The requirement of "algorithm accountability" is to be able to hold the algorithm service provider accountable when the algorithm application causes infringement or negative consequences. Based on this, on the one hand, for risks arising from the special nature of the scenario and the importance of legal interests, regulators should view algorithms as tools for infringing or illegal behavior, adopt a "result oriented" and "materialist" approach, and hold them accountable after the harmful consequences occur. On the other hand, accountability is not limited to "relief and punishment after the event". For algorithms that use Reinforcement learning, Unsupervised learning, and deep learning, it is difficult for the law to fully grasp its internal logic and decision-making process through the algorithm model, so it is impossible to identify behavior faults and causality. The expansion from "post event" to "pre event" has become the development direction of algorithmic accountability. For example, in 2022, the United States launched a new version of the "Algorithm Accountability Act (Draft)", with "Algorithm Impact Assessment" as the core content, requiring companies to conduct systematic impact analysis of bias, effectiveness, and related factors when making decisions using algorithms.
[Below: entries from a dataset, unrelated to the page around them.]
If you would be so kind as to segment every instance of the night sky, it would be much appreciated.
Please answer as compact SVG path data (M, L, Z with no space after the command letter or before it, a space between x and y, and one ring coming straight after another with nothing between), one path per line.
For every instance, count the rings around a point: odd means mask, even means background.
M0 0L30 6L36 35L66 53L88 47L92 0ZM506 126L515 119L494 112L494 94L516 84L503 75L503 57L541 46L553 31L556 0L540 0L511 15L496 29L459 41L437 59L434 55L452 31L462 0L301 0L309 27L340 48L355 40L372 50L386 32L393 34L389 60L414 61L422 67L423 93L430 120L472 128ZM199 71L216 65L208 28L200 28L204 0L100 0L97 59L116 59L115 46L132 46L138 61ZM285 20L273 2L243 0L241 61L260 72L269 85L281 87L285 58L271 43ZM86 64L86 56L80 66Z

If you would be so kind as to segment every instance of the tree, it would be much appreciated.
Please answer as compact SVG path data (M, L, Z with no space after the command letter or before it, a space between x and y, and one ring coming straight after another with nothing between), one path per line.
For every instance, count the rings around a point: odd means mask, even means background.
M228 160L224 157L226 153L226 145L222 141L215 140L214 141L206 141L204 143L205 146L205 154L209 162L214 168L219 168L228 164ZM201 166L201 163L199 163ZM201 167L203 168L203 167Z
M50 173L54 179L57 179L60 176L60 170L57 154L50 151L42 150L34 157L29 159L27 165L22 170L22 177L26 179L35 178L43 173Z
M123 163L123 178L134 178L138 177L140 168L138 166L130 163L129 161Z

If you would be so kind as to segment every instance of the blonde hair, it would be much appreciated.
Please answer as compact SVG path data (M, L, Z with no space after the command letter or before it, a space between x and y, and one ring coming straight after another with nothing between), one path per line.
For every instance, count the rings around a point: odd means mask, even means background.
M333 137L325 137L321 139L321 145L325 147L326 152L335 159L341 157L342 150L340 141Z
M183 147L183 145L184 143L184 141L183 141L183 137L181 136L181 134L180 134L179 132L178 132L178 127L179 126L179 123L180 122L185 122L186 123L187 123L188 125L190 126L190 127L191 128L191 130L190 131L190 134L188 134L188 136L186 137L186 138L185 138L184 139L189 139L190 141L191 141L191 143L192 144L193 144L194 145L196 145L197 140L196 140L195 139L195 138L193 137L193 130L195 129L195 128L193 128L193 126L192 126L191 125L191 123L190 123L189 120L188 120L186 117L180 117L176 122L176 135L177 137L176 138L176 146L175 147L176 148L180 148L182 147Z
In this regard, algorithmic accountability has become a comprehensive mechanism for controlling algorithmic violations. By tracking data collection, feature extraction, algorithmic design, authentication and review mechanisms, and corrective mechanisms after violations occur, we actively prevent potential negative impacts of algorithms. The algorithmic accountability that covers pre, during, and post events requires the joint participation of the market (code), community (norms), and government (law). Among them, code based self-regulation by enterprises in the market is the least costly and most efficient governance approach. The survey also showed that over 60% of people agree with "strengthening the security evaluation of algorithms in enterprises", making it the first choice among various measures. Certification agencies, expert agencies, and other social organizations can help determine disputed facts, identify faults, and causal relationships in law enforcement and judicial processes, and are important components of algorithmic accountability. In addition, the government should actively supervise and hold enterprises accountable for civil, administrative, and criminal responsibilities, and implement effective deterrence.


Legal empirical research has the function of exploring the actual basis of normative argumentation and measuring legal effectiveness. This user perception survey of algorithm application reflects the high concern of the public about algorithm risks, providing a solid factual basis for algorithm legislation and law enforcement in China. On the other hand, it also reveals the "algorithm paradox" between people's algorithm concerns and algorithm behavior. As a concept developed through the 'privacy paradox', the algorithmic paradox has profound theoretical implications. When regulators actively respond to algorithmic risks, it is necessary to treat users' true feelings and desires with caution, follow the inherent laws of the digital economy and algorithmic society, and promote the improvement of China's algorithmic governance system based on algorithmic security, transparency, fairness, and goodness.

Of course, as the first large-scale empirical study on user algorithm perception in China, it may not reflect the full picture of the facts, and more importantly, it is a slice like observation before algorithm regulations have been implemented. Based on this, we will update the questionnaire and continue to conduct a new round of surveys in the near future, with the aim of describing the effectiveness of algorithmic regulations in a time dimension, discovering changes in people's cognition, attitudes, rights, and actions, and thus bridging the gap between what should be and what should be.